MACHINE LEARNING APPROACHES FOR SHEAR STRENGTH PREDICTION OF REINFORCED CONCRETE BEAMS: A SYSTEMATIC LITERATURE REVIEW

Abstract

Shear failure in reinforced concrete beams is a critical and often brittle mode of failure that poses significant challenges for structural design and assessment. Traditional empirical and semi-empirical equations, while widely used, frequently exhibit limited accuracy across diverse design parameters and material types. This systematic literature review was therefore conducted to comprehensively examine how machine learning approaches have been applied to predict the shear strength of reinforced concrete beams. Our objective was to synthesize the state of the art across four distinct dimensions: standard reinforced concrete beams, beams reinforced or strengthened with fiber-reinforced polymers, fiber-reinforced concrete and advanced cementitious composites, and special structural configurations including degradation effects such as corrosion or fatigue. The methodology involved a structured and replicable process of identifying, screening, and critically appraising relevant studies from the past two decades. We then extracted and analyzed data on model architectures, input features, training strategies, and reported performance metrics.
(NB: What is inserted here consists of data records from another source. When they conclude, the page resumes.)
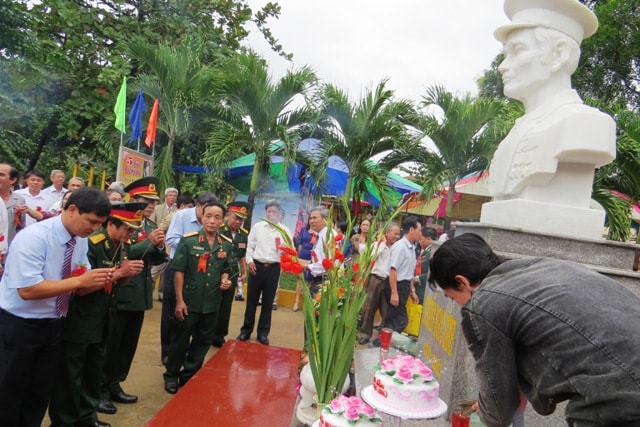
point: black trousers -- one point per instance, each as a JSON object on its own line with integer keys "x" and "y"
{"x": 264, "y": 282}
{"x": 168, "y": 311}
{"x": 397, "y": 318}
{"x": 29, "y": 351}
{"x": 121, "y": 349}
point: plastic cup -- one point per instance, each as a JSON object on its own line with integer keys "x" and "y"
{"x": 385, "y": 338}
{"x": 459, "y": 420}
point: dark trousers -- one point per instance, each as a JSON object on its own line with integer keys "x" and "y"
{"x": 264, "y": 282}
{"x": 77, "y": 386}
{"x": 226, "y": 301}
{"x": 29, "y": 351}
{"x": 397, "y": 318}
{"x": 189, "y": 345}
{"x": 121, "y": 348}
{"x": 377, "y": 299}
{"x": 168, "y": 311}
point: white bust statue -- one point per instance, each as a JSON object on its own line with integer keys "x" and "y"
{"x": 541, "y": 175}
The results reveal that ensemble methods, particularly gradient boosting and random forests, have consistently outperformed single models such as artificial neural networks in terms of predictive accuracy and generalization across all four dimensions. Furthermore, the inclusion of parameters that capture size effect and aggregate interlock was shown to substantially reduce prediction errors for standard beams, while for FRP-strengthened systems, models that integrated delamination-related features proved most effective. For fiber-reinforced composites, the choice of fiber type and volume fraction emerged as critical input variables, and for degraded beams, time-dependent corrosion parameters were essential. We conclude that machine learning offers a powerful and adaptable framework that can capture complex nonlinear interactions often missed by code-based formulas, yet the field still suffers from a lack of standardized benchmark datasets and consistent reporting of model uncertainty. This review thereby provides a roadmap for future research and practical deployment of these predictive tools.